Scientists first noticed the Northeast Pacific Marine Heatwave in June. It appears to be caused by a persistent area of low pressure in the atmosphere directly above the warm water. That low pressure led to a general weakening of the ocean winds that normally cool the water's surface and mix that top layer with cooler water from the deep, researchers said.
However, scientists are still unsure what caused the low pressure system to stay put for so long.
"Usually it intensifies and weakens day to day. It doesn't sit there for months at a time," said Nate Mantua, a research scientist at NOAA's Southwest Fisheries Science Center in Santa Cruz. "It may not have a cause other than the chaotic motion of the atmosphere."
Scientists said that there is no evidence that climate change is responsible for the current marine heatwave, although it might have exacerbated it.
"Human-caused climate change has contributed something like 1 degree Celsius of warming across much of the North Pacific," Mantua said. "This event is much bigger—at least 3 degrees Celsius in the last three months."

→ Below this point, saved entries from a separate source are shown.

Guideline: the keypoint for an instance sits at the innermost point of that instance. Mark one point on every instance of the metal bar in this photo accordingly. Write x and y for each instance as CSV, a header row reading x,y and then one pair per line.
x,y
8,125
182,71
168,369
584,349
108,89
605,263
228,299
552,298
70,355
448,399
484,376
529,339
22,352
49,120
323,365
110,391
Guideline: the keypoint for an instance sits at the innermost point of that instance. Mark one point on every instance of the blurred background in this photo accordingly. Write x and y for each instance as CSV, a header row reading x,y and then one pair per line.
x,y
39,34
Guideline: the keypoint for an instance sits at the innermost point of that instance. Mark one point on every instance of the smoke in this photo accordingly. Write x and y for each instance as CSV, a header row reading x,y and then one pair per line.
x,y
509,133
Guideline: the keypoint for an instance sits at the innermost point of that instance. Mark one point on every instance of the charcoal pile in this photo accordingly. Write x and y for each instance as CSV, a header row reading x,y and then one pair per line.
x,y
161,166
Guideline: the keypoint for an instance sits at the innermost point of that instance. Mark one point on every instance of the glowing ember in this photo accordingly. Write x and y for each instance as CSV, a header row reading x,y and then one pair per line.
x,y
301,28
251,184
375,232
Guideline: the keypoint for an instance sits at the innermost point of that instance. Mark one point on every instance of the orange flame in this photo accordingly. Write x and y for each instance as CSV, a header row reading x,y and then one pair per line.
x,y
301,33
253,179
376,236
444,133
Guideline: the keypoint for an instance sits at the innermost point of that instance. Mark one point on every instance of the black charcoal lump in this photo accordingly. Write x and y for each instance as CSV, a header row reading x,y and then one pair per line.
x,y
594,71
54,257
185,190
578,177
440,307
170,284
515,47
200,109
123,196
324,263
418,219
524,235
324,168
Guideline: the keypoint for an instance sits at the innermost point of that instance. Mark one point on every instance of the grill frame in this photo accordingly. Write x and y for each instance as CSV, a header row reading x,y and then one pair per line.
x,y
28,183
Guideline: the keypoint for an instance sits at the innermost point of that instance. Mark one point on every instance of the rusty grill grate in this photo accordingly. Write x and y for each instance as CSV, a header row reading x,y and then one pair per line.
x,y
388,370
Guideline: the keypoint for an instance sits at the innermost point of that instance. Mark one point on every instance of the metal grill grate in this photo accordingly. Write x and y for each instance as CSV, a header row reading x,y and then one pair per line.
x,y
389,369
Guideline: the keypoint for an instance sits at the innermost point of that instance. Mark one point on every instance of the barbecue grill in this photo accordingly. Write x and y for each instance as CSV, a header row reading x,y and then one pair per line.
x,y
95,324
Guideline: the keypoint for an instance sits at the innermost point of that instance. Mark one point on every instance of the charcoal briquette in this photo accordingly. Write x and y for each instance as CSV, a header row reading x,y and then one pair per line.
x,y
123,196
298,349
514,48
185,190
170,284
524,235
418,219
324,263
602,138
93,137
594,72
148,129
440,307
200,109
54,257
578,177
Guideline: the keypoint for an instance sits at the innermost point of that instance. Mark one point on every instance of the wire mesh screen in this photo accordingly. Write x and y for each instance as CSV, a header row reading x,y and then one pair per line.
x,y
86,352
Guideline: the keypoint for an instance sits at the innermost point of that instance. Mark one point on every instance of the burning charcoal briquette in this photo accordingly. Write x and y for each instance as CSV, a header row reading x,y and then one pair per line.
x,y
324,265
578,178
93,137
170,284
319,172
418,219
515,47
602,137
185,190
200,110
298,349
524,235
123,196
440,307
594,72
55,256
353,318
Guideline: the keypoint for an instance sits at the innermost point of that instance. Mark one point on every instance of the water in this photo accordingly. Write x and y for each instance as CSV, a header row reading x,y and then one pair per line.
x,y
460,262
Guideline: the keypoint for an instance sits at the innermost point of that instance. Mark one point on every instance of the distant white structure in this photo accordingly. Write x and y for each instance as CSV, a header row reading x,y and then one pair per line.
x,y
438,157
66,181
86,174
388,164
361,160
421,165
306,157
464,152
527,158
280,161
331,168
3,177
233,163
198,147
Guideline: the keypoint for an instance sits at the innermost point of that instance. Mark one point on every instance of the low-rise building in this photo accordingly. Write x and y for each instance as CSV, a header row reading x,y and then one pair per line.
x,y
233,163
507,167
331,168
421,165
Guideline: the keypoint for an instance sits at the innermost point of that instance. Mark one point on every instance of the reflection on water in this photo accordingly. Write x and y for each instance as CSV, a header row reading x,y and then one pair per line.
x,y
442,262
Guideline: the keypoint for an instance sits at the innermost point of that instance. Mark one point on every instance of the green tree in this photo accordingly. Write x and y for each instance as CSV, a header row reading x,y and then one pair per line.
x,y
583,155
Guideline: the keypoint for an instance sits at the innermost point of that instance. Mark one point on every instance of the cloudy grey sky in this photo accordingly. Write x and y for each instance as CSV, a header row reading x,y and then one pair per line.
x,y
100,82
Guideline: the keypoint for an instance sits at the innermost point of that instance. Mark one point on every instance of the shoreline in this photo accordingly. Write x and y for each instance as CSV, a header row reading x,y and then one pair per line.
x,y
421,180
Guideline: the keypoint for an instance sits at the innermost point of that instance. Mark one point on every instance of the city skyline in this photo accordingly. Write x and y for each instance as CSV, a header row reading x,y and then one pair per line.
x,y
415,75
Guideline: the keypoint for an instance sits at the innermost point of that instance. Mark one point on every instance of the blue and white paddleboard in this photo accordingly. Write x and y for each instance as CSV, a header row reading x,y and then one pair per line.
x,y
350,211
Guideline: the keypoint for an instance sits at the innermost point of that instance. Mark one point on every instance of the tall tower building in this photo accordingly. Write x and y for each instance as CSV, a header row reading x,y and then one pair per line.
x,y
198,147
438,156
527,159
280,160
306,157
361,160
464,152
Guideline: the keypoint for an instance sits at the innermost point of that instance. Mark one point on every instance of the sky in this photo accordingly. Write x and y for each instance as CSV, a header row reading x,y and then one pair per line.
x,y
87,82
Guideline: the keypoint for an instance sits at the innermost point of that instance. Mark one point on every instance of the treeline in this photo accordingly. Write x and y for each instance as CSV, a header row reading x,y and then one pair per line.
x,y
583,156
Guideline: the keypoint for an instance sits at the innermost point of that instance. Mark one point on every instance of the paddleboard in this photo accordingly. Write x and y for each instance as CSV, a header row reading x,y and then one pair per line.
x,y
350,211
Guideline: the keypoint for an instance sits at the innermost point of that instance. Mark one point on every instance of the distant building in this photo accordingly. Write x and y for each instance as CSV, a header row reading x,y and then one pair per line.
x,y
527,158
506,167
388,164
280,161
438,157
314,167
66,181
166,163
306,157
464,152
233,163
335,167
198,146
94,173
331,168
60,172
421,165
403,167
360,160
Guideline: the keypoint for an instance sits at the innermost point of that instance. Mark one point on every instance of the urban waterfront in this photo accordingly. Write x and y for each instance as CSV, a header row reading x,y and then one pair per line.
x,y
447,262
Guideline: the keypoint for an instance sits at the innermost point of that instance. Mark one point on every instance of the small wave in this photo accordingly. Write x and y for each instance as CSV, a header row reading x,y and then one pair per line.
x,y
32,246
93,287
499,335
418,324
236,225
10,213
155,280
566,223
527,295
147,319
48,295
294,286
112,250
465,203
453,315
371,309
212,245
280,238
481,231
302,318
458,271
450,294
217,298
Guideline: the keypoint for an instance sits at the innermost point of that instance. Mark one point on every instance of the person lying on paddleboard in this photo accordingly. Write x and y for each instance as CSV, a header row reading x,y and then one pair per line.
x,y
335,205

Researchers said the 2019 marine heatwave could be even bigger than the blob, but it could also break apart.
"With the blob, the water was very warm down to 200 meters and even down below 500 meters," said Toby Garfield, director of the environmental research division at NOAA's Southwest Fisheries Science Center in La Jolla. "With this event right now, the heat is only in the top 50 meters maximum."
If the low-pressure system moves and the winds increase, the heatwave might simply break apart. However, if the winds stay low and the mass of warm water reaches the coastline, it could have the same impact as the blob, scientists said.
"It is duration and proximity to the coast that we are tracking," Leising said.
For now, cold waters welling up from the ocean depths have held the mass of warm water offshore, but that phenomenon usually eases in the fall. Scientists say they have already seen that happen along the coast of Washington.
It will take a few months to see whether the same thing happens farther south.